Simon shook his head.
It didn’t surprise me, really. I could picture Simon living with shadows for the rest of his life, his strange disjointed past expanding, filling every room. Simon made sense here—more sense than in that tacky apartment in Forest Hills. I could never do it, since the city revolted me, and if Dina were to live here, she’d have to throw everything out in a rage of remodeling. She had houses in Montreal and Quebec City—a pied-à-terre in New York didn’t seem so unreasonable and I wondered if she was thinking about buying it from him. Or would she try to make him feel guilty and want to give it away?
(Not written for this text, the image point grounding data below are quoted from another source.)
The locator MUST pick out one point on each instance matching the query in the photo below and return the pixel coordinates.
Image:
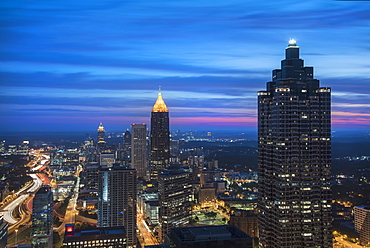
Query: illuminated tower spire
(160, 105)
(294, 158)
(159, 138)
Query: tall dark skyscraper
(294, 158)
(175, 197)
(159, 138)
(42, 218)
(101, 137)
(139, 149)
(117, 200)
(127, 146)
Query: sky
(69, 65)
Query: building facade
(159, 138)
(3, 232)
(117, 200)
(138, 149)
(42, 218)
(362, 223)
(294, 158)
(101, 137)
(208, 237)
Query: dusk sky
(69, 65)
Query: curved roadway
(31, 188)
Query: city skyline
(70, 66)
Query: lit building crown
(101, 128)
(159, 105)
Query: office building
(159, 138)
(102, 237)
(362, 223)
(127, 146)
(208, 237)
(107, 159)
(294, 158)
(138, 149)
(117, 200)
(42, 218)
(175, 195)
(3, 232)
(246, 220)
(101, 138)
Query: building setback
(294, 158)
(117, 200)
We were so different, I thought, yet so similar. Each one of us was haunted and unhappy. What the hell was I doing here, and in New York?
True to form, when Simon and I walked into her room there was no animosity charging the air. If Dina felt anything about what I’d said about her not loving anyone, she wouldn’t be admitting it. Dina’s small room, all yellows and red, was bright and likewise full of her past: photos, framed certificates, dolls, clothes, and a jumble of shoes, bold posters and broken pens. She hunted through drawers, pulling out letters and knickknacks with a cry, shaking her head and tossing them back in. Watching her fun, I thought of having to clean up toys when we were kids. I’d be in charge; Dina would not want to stop and Simon would be lost in a private world with some unlikely-looking scrap of a toy. Mom, finding us unruly, disorganized, would say in leaden accusation, “You’re not doing what I asked. You’re not cooperating.”
“God, Mom hated this!” Dina laughed, dragging dress after dress from her closet. “And this one!”
I asked her, “What does it feel like?”
“To be back?” She shrugged. “It doesn’t. It’s not real. I keep thinking I’ll hear them talking in the kitchen or something.”
Because the bedrooms were all so close together at our end of the apartment, and the dining room was for guests, Mom and Dad had talked in the kitchen at nights where we could just hear a murmur of voices like the hum of traffic down below on West End Avenue.
But if Dina remembered their late-night conversations, I remembered their discord. If they tried cooking together in the kitchen, it was chaos because they couldn’t agree on anything, not even which pan to use. Simon would close the door when they argued like that, but Dina tried to intervene, fiercely reasonable in the kitchen.
That never worked because my mother ignored her and Dad would cut her down. I’d feel helpless listening to his sharp voice thick with self-importance, Mom’s heavier Polish accent making whatever she said sound harsh and unrelenting.